"CROATIA is a strange place to discover a clue linking King Arthur with Cumbria. But John Matthews, who was a historical advisor on the newly released Hollywood film King Arthur, says the memorial stone of an Anglo-Roman commander found in a Croatian village adds weight to the theory that places the legend against the backdrop of Hadrian's Wall.
Mr Matthews, a leading expert on the legend, from Oxfordshire, says: The historical theory is that a Romano-British leader, Lucius Artorius Castus, was stationed at Hadrian's Wall, probably at Birdoswald.
We know he was the commander of a legion of Sarmatian warriors, who came from between the Black Sea and the Caspian Sea in the second century AD towards the end of Roman rule in Britain.
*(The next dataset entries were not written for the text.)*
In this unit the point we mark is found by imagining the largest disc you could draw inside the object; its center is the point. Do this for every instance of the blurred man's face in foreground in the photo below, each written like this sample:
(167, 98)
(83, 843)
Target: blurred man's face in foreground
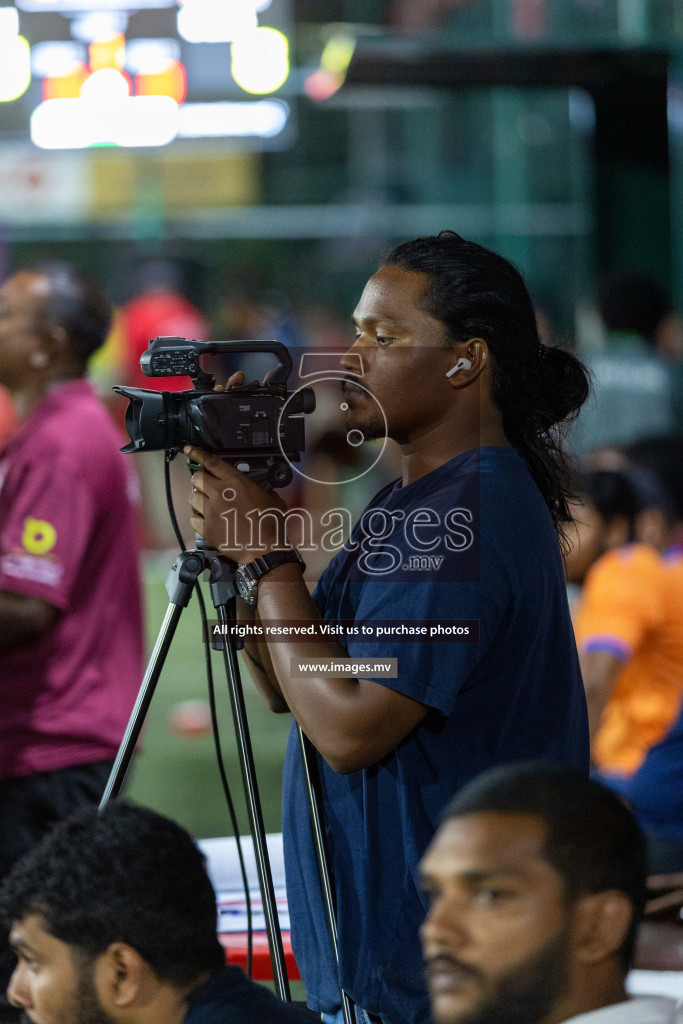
(48, 982)
(496, 940)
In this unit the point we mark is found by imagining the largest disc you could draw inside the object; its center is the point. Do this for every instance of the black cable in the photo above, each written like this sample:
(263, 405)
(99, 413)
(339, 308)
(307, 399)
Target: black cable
(214, 722)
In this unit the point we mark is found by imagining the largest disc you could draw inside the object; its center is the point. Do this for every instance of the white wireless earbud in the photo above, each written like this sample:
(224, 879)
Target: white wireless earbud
(462, 364)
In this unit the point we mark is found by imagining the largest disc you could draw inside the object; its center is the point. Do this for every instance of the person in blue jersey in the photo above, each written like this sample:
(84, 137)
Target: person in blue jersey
(446, 360)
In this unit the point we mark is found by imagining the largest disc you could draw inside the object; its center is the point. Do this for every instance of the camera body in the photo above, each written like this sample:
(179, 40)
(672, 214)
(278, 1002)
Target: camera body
(258, 427)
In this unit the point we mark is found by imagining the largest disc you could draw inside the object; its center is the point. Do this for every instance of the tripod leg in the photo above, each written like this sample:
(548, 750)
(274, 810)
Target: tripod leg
(255, 815)
(142, 702)
(312, 786)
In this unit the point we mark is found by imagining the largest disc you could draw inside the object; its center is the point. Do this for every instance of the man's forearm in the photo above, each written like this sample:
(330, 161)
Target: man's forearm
(353, 723)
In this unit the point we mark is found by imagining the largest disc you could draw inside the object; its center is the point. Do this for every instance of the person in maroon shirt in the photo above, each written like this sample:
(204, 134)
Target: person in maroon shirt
(71, 632)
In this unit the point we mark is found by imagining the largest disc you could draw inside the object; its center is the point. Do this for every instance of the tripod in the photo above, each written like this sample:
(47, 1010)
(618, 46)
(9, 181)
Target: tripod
(179, 585)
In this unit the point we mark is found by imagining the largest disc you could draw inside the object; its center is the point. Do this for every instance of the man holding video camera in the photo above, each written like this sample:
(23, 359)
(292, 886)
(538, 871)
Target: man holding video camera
(70, 601)
(446, 360)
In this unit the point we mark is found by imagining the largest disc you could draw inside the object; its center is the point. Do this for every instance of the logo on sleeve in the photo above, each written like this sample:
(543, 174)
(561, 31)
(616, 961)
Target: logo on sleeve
(39, 537)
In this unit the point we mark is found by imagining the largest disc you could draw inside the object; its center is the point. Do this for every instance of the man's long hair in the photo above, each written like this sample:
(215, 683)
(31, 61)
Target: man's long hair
(476, 293)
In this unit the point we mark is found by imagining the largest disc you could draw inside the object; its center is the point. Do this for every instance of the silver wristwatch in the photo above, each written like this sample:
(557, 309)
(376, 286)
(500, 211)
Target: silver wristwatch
(248, 574)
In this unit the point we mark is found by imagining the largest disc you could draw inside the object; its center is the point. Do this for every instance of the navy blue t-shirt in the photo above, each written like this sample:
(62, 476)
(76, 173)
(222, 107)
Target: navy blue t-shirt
(515, 694)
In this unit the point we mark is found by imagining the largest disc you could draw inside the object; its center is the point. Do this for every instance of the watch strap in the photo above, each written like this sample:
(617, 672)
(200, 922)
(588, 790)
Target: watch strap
(262, 564)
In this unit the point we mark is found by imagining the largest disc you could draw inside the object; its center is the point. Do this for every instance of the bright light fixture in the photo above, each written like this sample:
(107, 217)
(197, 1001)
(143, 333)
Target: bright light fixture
(14, 67)
(263, 118)
(146, 56)
(76, 124)
(9, 23)
(260, 60)
(105, 86)
(215, 20)
(87, 5)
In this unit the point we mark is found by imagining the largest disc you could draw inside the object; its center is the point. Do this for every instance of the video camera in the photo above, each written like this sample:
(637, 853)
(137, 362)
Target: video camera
(257, 427)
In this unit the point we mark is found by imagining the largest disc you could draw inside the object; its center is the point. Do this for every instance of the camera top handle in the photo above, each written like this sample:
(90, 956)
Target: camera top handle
(168, 356)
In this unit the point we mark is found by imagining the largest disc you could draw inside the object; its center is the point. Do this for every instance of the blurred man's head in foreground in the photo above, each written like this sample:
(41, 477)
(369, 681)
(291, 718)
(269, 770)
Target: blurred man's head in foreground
(110, 914)
(537, 884)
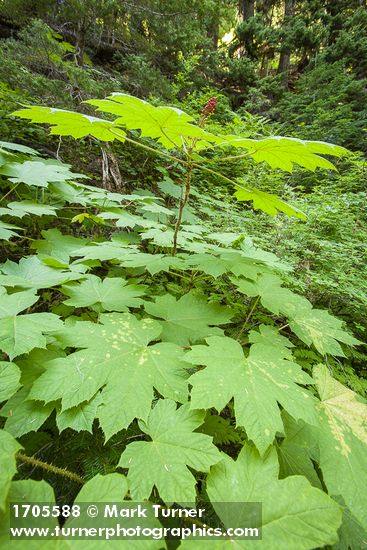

A Roman habit of including a potted biography on a memorial tells historians where Lucius Artorius Castus was stationed and that he was commanding some of the 5,500 Sarmatians, skilled cavalrymen, brought to Britain to fight.
Archeological finds show Sarmatians stayed in Britain long after the Romans left, remaining in a tight knit ethnic group and, like Arthur, their battle insignia was a dragon.
Also, as in the Excalibur myth, they worshipped an image of a sword stuck in the ground as the symbol of their god of war."